Upon reflection, I plead guilty to Michael Brady's charge that I chose 
badly, too rhetorically, when I said our first thought when we encounter a new 
and complicated subject can be "weightless". For examples I conveyed that in 
Philosophy 101 at Brown when the problems of "cause", "belief", and 
"meaning" were introduced, my first thoughts were light-weight, trifling, thin, 
meager. Michael opined that I should have said 'light-weight' to begin with. I 
accept his correction. 

My basic point was that our alleged particular "thoughts", our 
"idea-notions", are, among other things, transitory.

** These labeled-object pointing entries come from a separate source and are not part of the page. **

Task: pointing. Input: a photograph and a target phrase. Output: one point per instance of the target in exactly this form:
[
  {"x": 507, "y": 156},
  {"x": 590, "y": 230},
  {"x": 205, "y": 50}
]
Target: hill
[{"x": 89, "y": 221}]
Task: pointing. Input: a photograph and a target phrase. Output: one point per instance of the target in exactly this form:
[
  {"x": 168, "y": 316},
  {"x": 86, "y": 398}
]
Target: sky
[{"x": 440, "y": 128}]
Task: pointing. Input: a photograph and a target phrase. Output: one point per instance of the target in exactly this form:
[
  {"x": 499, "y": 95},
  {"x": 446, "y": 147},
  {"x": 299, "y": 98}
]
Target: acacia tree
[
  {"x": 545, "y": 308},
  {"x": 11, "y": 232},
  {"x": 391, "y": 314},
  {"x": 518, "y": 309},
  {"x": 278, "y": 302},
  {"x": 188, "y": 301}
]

They evolve as we think 
about them 
more, they pick up more, call it, substance. 

In the last few days, we've seen this on the forum as the subject of 
"essence" was introduced and then elaborated on.

Mando has said he wants his sculptures to "express the essences" of their 
subjects'

William wrote: "Define essences". 

Saul, who is good at projecting a tone of finality, replied with one line:

"the minimum it takes for a thing to be differentiated from another thing"

When it was pointed out that this is ambiguous. "E.g. do you mean 
differentiate a tiger from a lion, 
or one tiger from another tiger?" Saul's first notion proved not to be 
final; he "evolved" his definition a bit:

"the essence of something [is] the minimal conditions that allow us to 
distinguish it from another thing (of a different kind or order)."

In response to this, it was pointed out to Saul:   "My name and address 
differentiate me from anyone else in the world. Would you call them my 
"essence"?"

To which Saul advanced his definition by adding the (undescribed) notion of 
"significant":

"If that combination is the most significant difference we might identify 
then I would say yes"

Saul then elaborated: "I do not think there is any essential difference 
between one human and another."   Saul, at this point in his developing idea, 
feels the "essential" thing is a matter of what he calls "kind" (roughly what 
Kripke et al term "natural kinds".)

And it went on like that, with Saul refining his original notion. Saul is 
not alone in this. Any pertinacious thinker will find his new ideas evolving 
if he thinks on them long enough. 

My point: We have a tendency to talk of "THE concept of XXX" as though 
everyone who thinks of XXX conjures the same notion in the mind, or "my idea 
of" 
as though it is something fixed in our consciousness. In fact all notion is 
transitory - morphing like a writing cloud.